Een sluipmoord is natuurlijk een moord bij verrassing maar draagt voor mijn gevoel nog een extra betekenisinhoud van 'heimelijk, verraderlijk' in zich. En net zoals killerbees denk ik dat het geen werkwoordsvorm heeft.

Wat bedoelt de vraagsteller met 'professioneel'? Denkt hij aan een huurmoordenaar, dat zou een professionele moordenaar zijn, maar anders weet ik niet zo direct wat ik bij een 'professionele moord' moet denken, tenzij dat de nadruk gelegd wordt op de manier van moorden: koel, efficiënt en met achterlating van zo weinig mogelijk indicia.

Verder onderscheid ik moord met voorbedachtheid maar vermoed dat ook bij  "to murder" de qualificatie met of zonder voorbedachtheid aanvullend tot uitdrukking kan worden gebracht, terwijl 'to assassinate' van nature uit al met voorbedachtheid is en moet men daarom 'to assassinate' misschien altijd met 'vermoorden met voorbedachten rade' vertalen?


----------



## Joannes

Ik denk dat de woordgrenzen in het Engels ietwat anders liggen. *To murder* heeft het volgens mij ook al in zich dat het met voorbedachten rade is, terwijl het Nederlandse vermoorden soms nog met *to kill* kan vertaald worden - en *doden* in het Nederlands eigenlijk niet zo frequent is.

Ik geloof dus niet dat het enkel een kwestie van voorbedachtheid is.
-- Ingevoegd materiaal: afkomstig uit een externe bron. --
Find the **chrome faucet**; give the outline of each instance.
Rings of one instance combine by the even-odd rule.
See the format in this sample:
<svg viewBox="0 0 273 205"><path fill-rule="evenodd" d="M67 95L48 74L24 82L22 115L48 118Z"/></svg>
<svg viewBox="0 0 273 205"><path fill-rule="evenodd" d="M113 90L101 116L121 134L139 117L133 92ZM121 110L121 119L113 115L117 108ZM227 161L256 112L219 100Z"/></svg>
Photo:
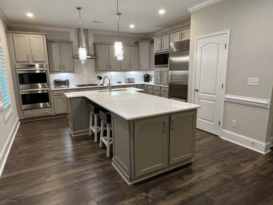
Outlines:
<svg viewBox="0 0 273 205"><path fill-rule="evenodd" d="M111 83L110 81L110 78L107 75L106 75L103 77L103 79L102 79L102 84L105 83L105 78L108 78L108 80L109 80L109 83L107 84L107 89L108 89L109 92L111 92Z"/></svg>

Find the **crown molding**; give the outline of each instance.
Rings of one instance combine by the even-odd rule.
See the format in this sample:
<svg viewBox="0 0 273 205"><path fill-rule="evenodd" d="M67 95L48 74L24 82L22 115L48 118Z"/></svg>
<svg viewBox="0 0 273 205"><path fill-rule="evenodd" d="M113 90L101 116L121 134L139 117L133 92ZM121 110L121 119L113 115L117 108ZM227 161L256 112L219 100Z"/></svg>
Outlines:
<svg viewBox="0 0 273 205"><path fill-rule="evenodd" d="M192 13L192 12L197 11L198 10L202 9L202 8L217 3L217 2L221 2L221 1L222 0L207 0L202 2L200 4L188 7L187 8L187 10Z"/></svg>
<svg viewBox="0 0 273 205"><path fill-rule="evenodd" d="M161 30L160 31L151 33L149 35L148 35L148 37L149 38L153 37L154 38L159 36L161 36L164 34L167 35L167 34L174 33L175 31L178 30L181 30L182 29L187 29L188 28L190 28L190 26L191 26L190 21L185 22L182 24L180 24L178 25L173 26L172 27L168 28L165 29Z"/></svg>
<svg viewBox="0 0 273 205"><path fill-rule="evenodd" d="M8 19L6 17L6 15L4 13L3 11L2 11L2 9L0 8L0 18L2 19L2 20L4 22L4 23L6 24L6 26L8 26L9 25L9 22L8 21Z"/></svg>

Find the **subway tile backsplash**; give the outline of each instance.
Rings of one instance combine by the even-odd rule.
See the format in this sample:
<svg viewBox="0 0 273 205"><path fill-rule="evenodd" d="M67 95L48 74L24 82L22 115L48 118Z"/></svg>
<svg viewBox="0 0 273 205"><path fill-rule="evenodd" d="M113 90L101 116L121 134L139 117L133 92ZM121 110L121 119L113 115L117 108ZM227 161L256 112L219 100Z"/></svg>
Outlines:
<svg viewBox="0 0 273 205"><path fill-rule="evenodd" d="M89 30L88 33L90 52L94 54L93 46L93 33ZM77 39L76 30L74 32L70 32L70 40L73 42L73 51L75 54L77 53ZM97 75L104 76L108 75L111 79L111 83L115 84L119 81L125 83L124 76L128 77L135 77L136 83L143 81L143 75L148 73L153 75L152 71L128 71L128 72L109 72L103 73L95 73L95 59L88 60L84 65L81 65L78 60L74 60L75 73L53 73L50 74L50 81L51 86L53 86L53 81L55 79L69 79L70 85L75 86L76 84L96 83L101 84L101 80L98 80Z"/></svg>

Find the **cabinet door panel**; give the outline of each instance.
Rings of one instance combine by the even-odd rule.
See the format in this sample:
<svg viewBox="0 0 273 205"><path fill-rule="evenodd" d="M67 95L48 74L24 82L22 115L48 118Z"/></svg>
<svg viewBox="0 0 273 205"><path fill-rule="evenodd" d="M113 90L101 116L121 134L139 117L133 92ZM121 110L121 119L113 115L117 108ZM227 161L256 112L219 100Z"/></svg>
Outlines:
<svg viewBox="0 0 273 205"><path fill-rule="evenodd" d="M109 69L112 71L118 70L119 69L119 61L117 60L117 57L114 55L114 46L109 46Z"/></svg>
<svg viewBox="0 0 273 205"><path fill-rule="evenodd" d="M150 67L150 43L139 43L139 68L140 70L149 70Z"/></svg>
<svg viewBox="0 0 273 205"><path fill-rule="evenodd" d="M49 70L52 72L60 72L61 61L58 43L48 43Z"/></svg>
<svg viewBox="0 0 273 205"><path fill-rule="evenodd" d="M130 47L131 70L139 70L139 56L138 46Z"/></svg>
<svg viewBox="0 0 273 205"><path fill-rule="evenodd" d="M156 85L161 84L161 70L159 69L155 69L154 70L154 83Z"/></svg>
<svg viewBox="0 0 273 205"><path fill-rule="evenodd" d="M168 118L163 116L135 122L135 176L167 166Z"/></svg>
<svg viewBox="0 0 273 205"><path fill-rule="evenodd" d="M162 51L165 51L169 49L169 35L165 35L162 37Z"/></svg>
<svg viewBox="0 0 273 205"><path fill-rule="evenodd" d="M154 48L155 52L161 50L161 37L155 38L154 40Z"/></svg>
<svg viewBox="0 0 273 205"><path fill-rule="evenodd" d="M55 114L67 113L67 101L64 95L53 96Z"/></svg>
<svg viewBox="0 0 273 205"><path fill-rule="evenodd" d="M191 29L185 30L182 31L183 33L183 40L187 40L191 37Z"/></svg>
<svg viewBox="0 0 273 205"><path fill-rule="evenodd" d="M130 47L123 46L123 59L120 61L120 70L130 70Z"/></svg>
<svg viewBox="0 0 273 205"><path fill-rule="evenodd" d="M44 37L40 35L30 35L31 55L33 62L44 62L46 61L46 52L44 45Z"/></svg>
<svg viewBox="0 0 273 205"><path fill-rule="evenodd" d="M161 69L161 85L168 85L168 74L167 68Z"/></svg>
<svg viewBox="0 0 273 205"><path fill-rule="evenodd" d="M73 71L72 45L69 43L60 44L61 63L63 71Z"/></svg>
<svg viewBox="0 0 273 205"><path fill-rule="evenodd" d="M107 71L109 69L109 49L108 45L97 45L98 70Z"/></svg>
<svg viewBox="0 0 273 205"><path fill-rule="evenodd" d="M194 154L196 111L171 115L170 164L188 159Z"/></svg>
<svg viewBox="0 0 273 205"><path fill-rule="evenodd" d="M181 32L179 31L170 35L170 43L180 42L181 40Z"/></svg>
<svg viewBox="0 0 273 205"><path fill-rule="evenodd" d="M12 34L16 61L30 62L30 55L28 43L28 35Z"/></svg>

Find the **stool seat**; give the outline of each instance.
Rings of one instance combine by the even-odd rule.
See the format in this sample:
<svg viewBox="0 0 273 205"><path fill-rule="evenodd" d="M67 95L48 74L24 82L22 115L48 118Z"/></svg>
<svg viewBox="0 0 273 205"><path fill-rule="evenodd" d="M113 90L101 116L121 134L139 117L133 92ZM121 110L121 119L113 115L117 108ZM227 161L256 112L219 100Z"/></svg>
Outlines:
<svg viewBox="0 0 273 205"><path fill-rule="evenodd" d="M99 111L99 117L107 124L111 123L111 114L106 111L100 109Z"/></svg>
<svg viewBox="0 0 273 205"><path fill-rule="evenodd" d="M99 114L100 107L97 105L88 104L88 109L94 114Z"/></svg>

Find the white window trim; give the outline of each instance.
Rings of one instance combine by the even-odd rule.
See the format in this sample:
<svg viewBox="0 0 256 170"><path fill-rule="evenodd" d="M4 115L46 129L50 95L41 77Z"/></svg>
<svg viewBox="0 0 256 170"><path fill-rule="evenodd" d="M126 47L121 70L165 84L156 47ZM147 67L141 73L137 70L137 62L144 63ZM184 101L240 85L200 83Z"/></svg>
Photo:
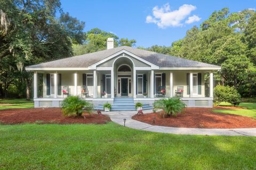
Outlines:
<svg viewBox="0 0 256 170"><path fill-rule="evenodd" d="M110 76L107 77L107 75L110 75ZM111 86L111 74L105 74L105 90L106 90L105 92L106 94L107 94L107 79L110 79L110 86ZM110 90L110 94L111 94L111 90Z"/></svg>
<svg viewBox="0 0 256 170"><path fill-rule="evenodd" d="M196 92L195 92L195 90L193 89L193 95L197 95L198 94L198 73L192 73L193 74L193 78L194 77L196 77ZM194 75L194 74L196 74L196 75ZM193 79L192 79L193 80ZM194 84L193 82L192 82L192 84L193 84L193 88L194 88Z"/></svg>
<svg viewBox="0 0 256 170"><path fill-rule="evenodd" d="M144 88L143 88L143 74L137 74L137 95L143 95L143 92L144 91ZM140 77L139 78L140 79L142 79L142 94L139 94L139 81L138 81L138 79L139 79L139 75L142 75L142 77Z"/></svg>
<svg viewBox="0 0 256 170"><path fill-rule="evenodd" d="M122 96L122 79L127 79L127 80L128 80L128 83L127 83L128 87L127 87L127 96ZM129 77L129 76L125 76L125 77L119 78L117 80L120 80L120 93L118 94L120 94L120 96L121 97L122 96L123 96L123 97L129 96L129 94L130 94L130 93L129 93L129 80L131 80L131 78ZM118 83L118 80L117 80L117 83Z"/></svg>
<svg viewBox="0 0 256 170"><path fill-rule="evenodd" d="M161 75L156 75L156 74L161 74ZM161 78L161 86L163 86L162 84L162 83L163 83L163 73L155 73L155 80L154 81L154 86L155 87L155 95L156 94L156 90L157 90L157 89L156 89L156 78Z"/></svg>
<svg viewBox="0 0 256 170"><path fill-rule="evenodd" d="M54 95L54 94L52 94L52 76L53 77L53 84L54 83L54 73L50 73L50 96ZM54 84L53 84L53 87L54 87ZM54 89L55 90L55 89Z"/></svg>
<svg viewBox="0 0 256 170"><path fill-rule="evenodd" d="M93 87L94 86L94 81L93 81L93 73L87 73L86 74L86 90L88 90L88 78L92 78L92 84L93 84ZM92 94L94 94L94 88L93 88L92 89ZM90 92L90 91L89 91ZM90 95L90 94L89 94L89 95Z"/></svg>

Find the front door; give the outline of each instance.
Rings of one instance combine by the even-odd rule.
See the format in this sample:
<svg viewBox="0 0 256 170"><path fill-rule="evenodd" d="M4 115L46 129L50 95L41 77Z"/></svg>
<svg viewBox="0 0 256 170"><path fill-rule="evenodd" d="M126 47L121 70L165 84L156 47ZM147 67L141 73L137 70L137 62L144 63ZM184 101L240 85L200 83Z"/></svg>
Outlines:
<svg viewBox="0 0 256 170"><path fill-rule="evenodd" d="M128 96L128 78L121 78L121 96Z"/></svg>

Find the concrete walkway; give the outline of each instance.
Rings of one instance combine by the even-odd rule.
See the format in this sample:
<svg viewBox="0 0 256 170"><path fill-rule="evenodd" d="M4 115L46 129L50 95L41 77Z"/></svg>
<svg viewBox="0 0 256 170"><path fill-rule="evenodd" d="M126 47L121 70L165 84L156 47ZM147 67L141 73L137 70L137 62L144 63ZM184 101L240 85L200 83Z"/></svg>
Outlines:
<svg viewBox="0 0 256 170"><path fill-rule="evenodd" d="M151 113L152 110L143 110L143 112L144 113ZM102 113L103 113L103 112L102 112ZM109 116L114 122L123 126L124 118L126 118L125 126L147 131L178 134L256 136L256 128L201 129L172 128L151 125L132 119L132 116L137 113L137 112L136 111L112 111L110 112L104 112L104 114Z"/></svg>

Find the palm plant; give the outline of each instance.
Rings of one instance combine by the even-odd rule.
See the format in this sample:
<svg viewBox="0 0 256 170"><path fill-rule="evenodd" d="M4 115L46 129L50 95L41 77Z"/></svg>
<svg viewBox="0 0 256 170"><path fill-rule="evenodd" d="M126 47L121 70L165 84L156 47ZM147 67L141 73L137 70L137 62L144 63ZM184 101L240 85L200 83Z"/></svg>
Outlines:
<svg viewBox="0 0 256 170"><path fill-rule="evenodd" d="M84 111L91 113L93 109L92 104L84 100L78 96L69 96L62 102L62 113L65 116L76 115L81 116Z"/></svg>
<svg viewBox="0 0 256 170"><path fill-rule="evenodd" d="M163 99L154 103L154 108L163 109L169 116L176 116L186 107L186 105L179 98Z"/></svg>

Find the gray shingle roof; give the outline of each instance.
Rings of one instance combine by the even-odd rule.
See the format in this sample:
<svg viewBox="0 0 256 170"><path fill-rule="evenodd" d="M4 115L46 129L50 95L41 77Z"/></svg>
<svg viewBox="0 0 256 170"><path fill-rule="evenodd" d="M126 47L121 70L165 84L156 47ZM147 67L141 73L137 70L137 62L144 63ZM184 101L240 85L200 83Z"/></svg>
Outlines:
<svg viewBox="0 0 256 170"><path fill-rule="evenodd" d="M208 67L219 66L196 62L143 49L122 46L92 53L58 60L29 66L27 67L87 67L102 60L125 49L159 67Z"/></svg>

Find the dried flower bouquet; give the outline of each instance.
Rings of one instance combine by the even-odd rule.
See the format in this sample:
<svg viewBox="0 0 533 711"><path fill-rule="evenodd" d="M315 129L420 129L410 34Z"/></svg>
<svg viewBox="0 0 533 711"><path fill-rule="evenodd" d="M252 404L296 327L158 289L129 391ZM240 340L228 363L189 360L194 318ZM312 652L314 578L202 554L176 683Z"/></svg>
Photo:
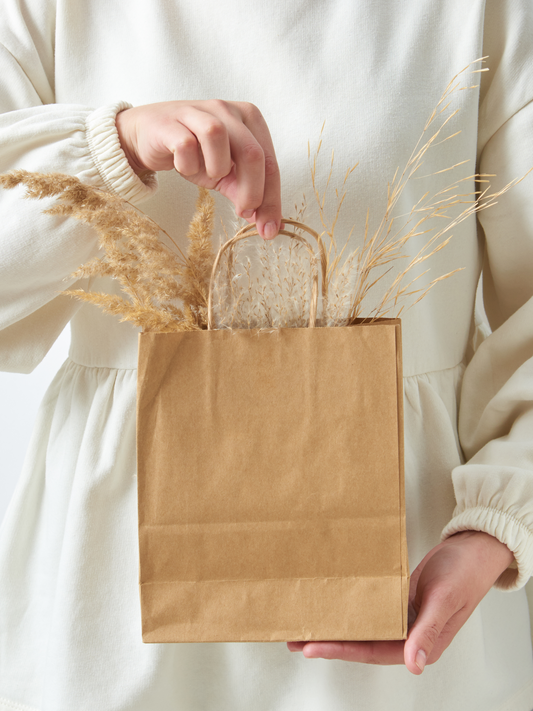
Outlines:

Ik ben het eens met UJS dat *to assassinate* een zeker professionalisme om zich heeft hangen. *An assassination* is typisch gepland, beveeld, betaald en bij voorkeur voltrokken door een vakman. Een passiemoord kan perfect met voorbedachten rade geschieden, maar zou je in het Engels - zonder specifiekere context - nooit benoemen met *an assassination*.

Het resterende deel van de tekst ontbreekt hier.